Studies achieved in New Guinea and Romania reported resistance rates of mycoplasma ranging from 33.33% to 97.8% for Erythromycin, confirming a high level of resistance to macrolides [17,18]. Such variable rates observed between the results of different studies for the same therapeutic molecules against mycoplasmas, could be due not only to the variability of isolates but also to the attitude of public as regard the therapeutic regimens given by the prescribers. However, mycoplasmas expressed a resistance to Josamycin ranging between 18.3% and 25.4%. Such levels are lower than those of the other molecules of the same family of macrolides. Cyclins resistant (Tetracycline and Doxycycline) was variable in the range of 26.1–44.4%. Such resistance rates are higher than those reported by some authors in New Guinea, Senegal, and Serbia [18-20].

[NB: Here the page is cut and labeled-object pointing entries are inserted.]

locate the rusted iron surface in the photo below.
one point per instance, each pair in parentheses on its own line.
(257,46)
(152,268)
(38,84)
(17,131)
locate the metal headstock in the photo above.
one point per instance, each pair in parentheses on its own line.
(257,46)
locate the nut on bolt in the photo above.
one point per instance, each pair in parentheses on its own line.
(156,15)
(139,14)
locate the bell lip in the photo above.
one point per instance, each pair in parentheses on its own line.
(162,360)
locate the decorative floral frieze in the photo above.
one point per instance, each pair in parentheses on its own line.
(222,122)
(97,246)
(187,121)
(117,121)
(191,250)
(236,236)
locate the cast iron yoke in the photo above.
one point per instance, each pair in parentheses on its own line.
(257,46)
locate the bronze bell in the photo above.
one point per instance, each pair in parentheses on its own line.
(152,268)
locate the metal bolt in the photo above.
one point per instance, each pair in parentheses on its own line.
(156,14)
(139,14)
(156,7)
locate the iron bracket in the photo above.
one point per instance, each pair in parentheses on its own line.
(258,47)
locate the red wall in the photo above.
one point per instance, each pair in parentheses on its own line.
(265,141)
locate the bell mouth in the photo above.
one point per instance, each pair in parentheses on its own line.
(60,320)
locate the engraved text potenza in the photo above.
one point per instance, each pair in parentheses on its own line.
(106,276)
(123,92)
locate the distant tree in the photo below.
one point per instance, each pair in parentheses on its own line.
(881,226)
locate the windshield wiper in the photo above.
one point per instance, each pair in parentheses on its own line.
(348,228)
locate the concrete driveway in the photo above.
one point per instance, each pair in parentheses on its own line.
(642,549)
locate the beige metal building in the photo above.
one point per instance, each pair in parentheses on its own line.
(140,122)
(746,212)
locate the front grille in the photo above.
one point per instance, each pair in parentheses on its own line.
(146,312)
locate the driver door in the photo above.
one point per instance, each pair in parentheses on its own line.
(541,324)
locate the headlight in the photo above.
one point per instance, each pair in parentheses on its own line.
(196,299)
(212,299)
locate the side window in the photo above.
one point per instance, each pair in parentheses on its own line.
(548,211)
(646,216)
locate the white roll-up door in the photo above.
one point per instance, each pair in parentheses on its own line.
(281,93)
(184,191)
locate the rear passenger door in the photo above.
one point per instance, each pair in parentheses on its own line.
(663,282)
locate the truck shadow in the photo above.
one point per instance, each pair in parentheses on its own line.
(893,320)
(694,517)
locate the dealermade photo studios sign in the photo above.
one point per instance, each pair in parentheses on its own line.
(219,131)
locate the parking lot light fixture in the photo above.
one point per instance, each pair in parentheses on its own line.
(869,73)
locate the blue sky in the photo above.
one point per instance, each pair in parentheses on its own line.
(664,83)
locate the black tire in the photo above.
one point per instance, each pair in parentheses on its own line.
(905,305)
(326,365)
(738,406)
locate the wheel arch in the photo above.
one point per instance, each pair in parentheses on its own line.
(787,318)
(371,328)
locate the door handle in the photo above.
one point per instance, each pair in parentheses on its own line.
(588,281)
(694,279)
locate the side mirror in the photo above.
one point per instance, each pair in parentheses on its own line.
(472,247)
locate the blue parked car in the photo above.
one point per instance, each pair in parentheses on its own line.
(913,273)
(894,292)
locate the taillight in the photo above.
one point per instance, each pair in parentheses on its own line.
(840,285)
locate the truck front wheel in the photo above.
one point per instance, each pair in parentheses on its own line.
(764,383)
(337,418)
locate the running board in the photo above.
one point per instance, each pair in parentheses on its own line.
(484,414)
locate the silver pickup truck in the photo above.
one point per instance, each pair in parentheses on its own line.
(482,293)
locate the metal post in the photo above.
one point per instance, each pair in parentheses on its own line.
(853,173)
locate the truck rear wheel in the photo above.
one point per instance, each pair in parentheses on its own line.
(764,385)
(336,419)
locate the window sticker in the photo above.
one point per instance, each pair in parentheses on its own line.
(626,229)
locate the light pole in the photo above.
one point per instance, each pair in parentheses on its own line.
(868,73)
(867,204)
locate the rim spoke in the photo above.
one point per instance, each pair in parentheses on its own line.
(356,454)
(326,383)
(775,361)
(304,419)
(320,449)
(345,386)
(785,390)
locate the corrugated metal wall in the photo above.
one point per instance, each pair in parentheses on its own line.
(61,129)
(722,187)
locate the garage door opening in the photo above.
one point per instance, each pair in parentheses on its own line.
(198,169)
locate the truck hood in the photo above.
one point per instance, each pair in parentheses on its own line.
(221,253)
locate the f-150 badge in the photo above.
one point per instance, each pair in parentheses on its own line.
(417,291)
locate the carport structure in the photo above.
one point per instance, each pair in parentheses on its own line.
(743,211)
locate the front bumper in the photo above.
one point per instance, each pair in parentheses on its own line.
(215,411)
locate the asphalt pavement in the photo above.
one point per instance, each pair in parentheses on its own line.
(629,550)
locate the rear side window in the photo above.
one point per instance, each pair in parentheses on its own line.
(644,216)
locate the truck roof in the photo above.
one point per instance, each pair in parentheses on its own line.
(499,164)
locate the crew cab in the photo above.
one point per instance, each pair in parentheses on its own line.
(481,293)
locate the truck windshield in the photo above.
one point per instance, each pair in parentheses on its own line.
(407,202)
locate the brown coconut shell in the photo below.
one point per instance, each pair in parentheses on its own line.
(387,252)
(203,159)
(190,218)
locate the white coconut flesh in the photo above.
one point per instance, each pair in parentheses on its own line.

Observed differences could be due to the use of molecules of this family since birth in some African populations. Some mycoplasmas acquire genetic resistance to Tetracycline through a Tet (M) mutation [7,21]. It would be interesting to study the prevalence of Tet (M) mutations, but also mutation genes to fluoroquinolones. In contrast to fluoroquinolones, macrolides, and cyclins, our isolates had a very low resistance to Pristinamycin in the range of 2.8–7.4%. This result shows the good activity of such a molecule on mycoplasma and is a significant a therapeutic agent for infections mainly caused by M. hominis and U. urealyticum. Studies on the identification of antibiotic resistance genes should be considered in Franceville, where the resistance of mycoplasma to certain antibiotic molecules reaches 100%. Such wide variability in antibiotic resistance profile tested has been reported by several authors throughout the world [22-24].


5. CONCLUSION

The results obtained in this study show that carriage of mycoplasma infection or colonization is high in the female population in Franceville. The treatment based on mycoplasmas probabilistic antibiotic therapy should focus on first-line use of Pristinamycin, followed by Cyclins, although somewhere, their effectiveness is probable on such mycoplasmas.


6. ACKNOWLEDGMENTS

Work was conducted at UARSP of CIRMF, Franceville, Gabon. We thank the sampling staff for their help in the collection of patient’s samples. This study was supported by CIRMF.


7. Conflicts of Interest

Authors declared that there are no conflicts of interest.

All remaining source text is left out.